# Turning on AV Receiver reboots TiVo



## Lrscpa (Apr 20, 2003)

So here's an odd one. We have a Pioneer Elite AV receiver plugged into a power strip that plugs into 'Wall outlet 1'. Then we have a TiVo Roamio Plus plugged into a APC UPS that is itself plugged into 'Wall Outlet 2', approx 4' away from 'Wall Outlet 1'.

Sometimes, but not all the time, when I turn on the AV Receiver, the TiVo will power cycle (with the UPS giving a momentary beep). 

Any idea (other than equipment malfunction) why this might be happening?


----------



## KevinG (Sep 3, 2003)

I'm guessing that your Roamio is connected to your Pioneer Elite AV via an HDMI cable. Am I right?

You are almost certainly dealing with the "HDMI handshake" issue. The solution (for now) is to buy a (very cheap!) HDMI splitter like this one:

http://www.amazon.com/Portta-PET030...XUQU/ref=sr_1_1?ie=UTF8&qid=1388085642&sr=8-1

And put that between the Roamio and the receiver. (you'll need one more HDMI cable)

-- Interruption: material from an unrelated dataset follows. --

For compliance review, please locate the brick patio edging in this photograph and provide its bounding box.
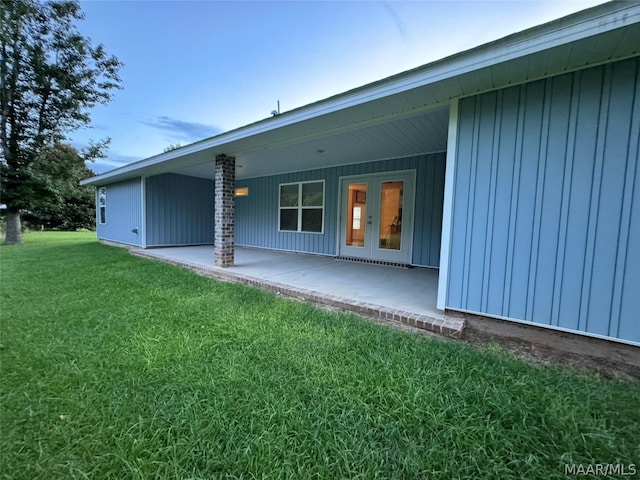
[129,249,465,339]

This is almost certainly a Tivo bug in their HDMI implementation, but no one knows if/when it will be fixed.

-Kevin


----------



## Lrscpa (Apr 20, 2003)

KevinG said:


> I'm guessing that your Roamio is connected to your Pioneer Elite AV via an HDMI cable. Am I right?
> 
> You are almost certainly dealing with the "HDMI handshake" issue. The solution (for now) is to buy a (very cheap!) HDMI splitter like this one:
> 
> ...


Actually the HDMI out from the TiVo goes directly to the TV. I am using Component (video)+optical (audio) from TiVo to AV Receiver, then HDMI from Receiver plugged into a different HDMI input on the TV.


----------



## KevinG (Sep 3, 2003)

Lrscpa said:


> Actually the HDMI out from the TiVo goes directly to the TV. I am using Component (video)+optical (audio) from TiVo to AV Receiver, then HDMI from Receiver plugged into a different HDMI input on the TV.

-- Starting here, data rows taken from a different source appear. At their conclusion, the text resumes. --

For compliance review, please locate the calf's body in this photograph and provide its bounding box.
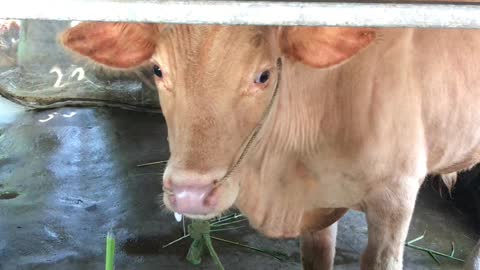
[63,23,480,270]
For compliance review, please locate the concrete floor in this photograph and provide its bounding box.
[0,100,478,270]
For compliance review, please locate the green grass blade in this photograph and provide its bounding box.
[105,232,115,270]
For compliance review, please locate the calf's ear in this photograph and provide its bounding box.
[60,22,162,68]
[279,27,375,68]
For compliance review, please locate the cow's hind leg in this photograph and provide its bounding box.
[361,178,420,270]
[301,222,337,270]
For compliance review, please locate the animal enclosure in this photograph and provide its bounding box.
[0,0,480,270]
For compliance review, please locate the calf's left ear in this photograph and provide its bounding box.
[279,27,375,68]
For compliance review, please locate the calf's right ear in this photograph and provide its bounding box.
[60,22,161,68]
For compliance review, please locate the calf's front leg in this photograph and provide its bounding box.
[361,178,420,270]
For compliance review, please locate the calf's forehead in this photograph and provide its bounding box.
[158,25,271,68]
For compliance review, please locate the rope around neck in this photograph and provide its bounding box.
[214,58,282,186]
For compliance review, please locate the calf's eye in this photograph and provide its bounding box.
[255,70,270,84]
[153,65,163,79]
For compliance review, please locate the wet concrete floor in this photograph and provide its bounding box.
[0,101,478,270]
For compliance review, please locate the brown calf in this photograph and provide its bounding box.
[62,23,480,270]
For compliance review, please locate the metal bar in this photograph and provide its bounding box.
[0,0,480,28]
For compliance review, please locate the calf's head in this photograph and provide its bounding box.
[62,23,374,218]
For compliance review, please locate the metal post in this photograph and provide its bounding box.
[0,0,480,28]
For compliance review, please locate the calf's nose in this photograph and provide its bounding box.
[167,184,217,215]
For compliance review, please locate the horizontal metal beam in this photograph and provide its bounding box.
[0,0,480,28]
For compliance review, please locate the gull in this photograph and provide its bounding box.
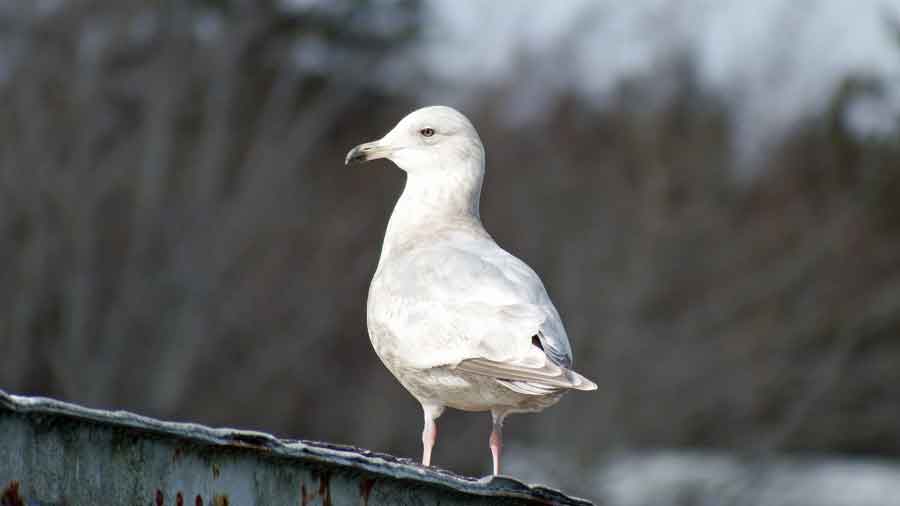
[345,106,597,475]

Okay, the fact that your Roamio *is* connected via HDMI to *anything* in this chain means I am probably still correct in assessing your problem.

You might want to see if you can turn off HDMI CEC on either your TV, or your receiver, or BOTH (aside from the unlikely event that your are actually using it.) That might solve it. Otherwise, the splitter almost certainly will.

for further reading: http://en.wikipedia.org/wiki/Consumer_Electronics_Control#CEC


----------



## L David Matheny (Jan 29, 2011)

Lrscpa said:


> So here's an odd one. We have a Pioneer Elite AV receiver plugged into a power strip that plugs into 'Wall outlet 1'. Then we have a TiVo Roamio Plus plugged into a APC UPS that is itself plugged into 'Wall Outlet 2', approx 4' away from 'Wall Outlet 1'.
> 
> Sometimes, but not all the time, when I turn on the AV Receiver, the TiVo will power cycle (with the UPS giving a momentary beep).
> 
> Any idea (other than equipment malfunction) why this might be happening?


If the UPS beeps, it could be that the turn-on surge from the AV receiver is overloading it, causing it to drop the load momentarily. You could try removing the UPS and switching the receiver on a few times as a test. If the TiVo doesn't power-cycle that way, you may need a bigger UPS.


----------



## Time_Lord (Jun 4, 2012)

L David Matheny said:


> If the UPS beeps, it could be that the turn-on surge from the AV receiver is overloading it, causing it to drop the load momentarily. You could try removing the UPS and switching the receiver on a few times as a test. If the TiVo doesn't power-cycle that way, you may need a bigger UPS.


I agree its your UPS.

Sounds like your batteries are going bad on your UPS and either it is too sensitive or it can't handle the brownout caused by turning on your A/V receiver.

What is more troubling is that turning on your receiving causes such a large inrush current that it trips your UPS which is obviously on the same circuit, that's telling me that your circuit may also be at or near to capacity and that the A/V inrush current although pushes the amperage draw at or above the rated load, its short enough that it doesn't trip the breaker.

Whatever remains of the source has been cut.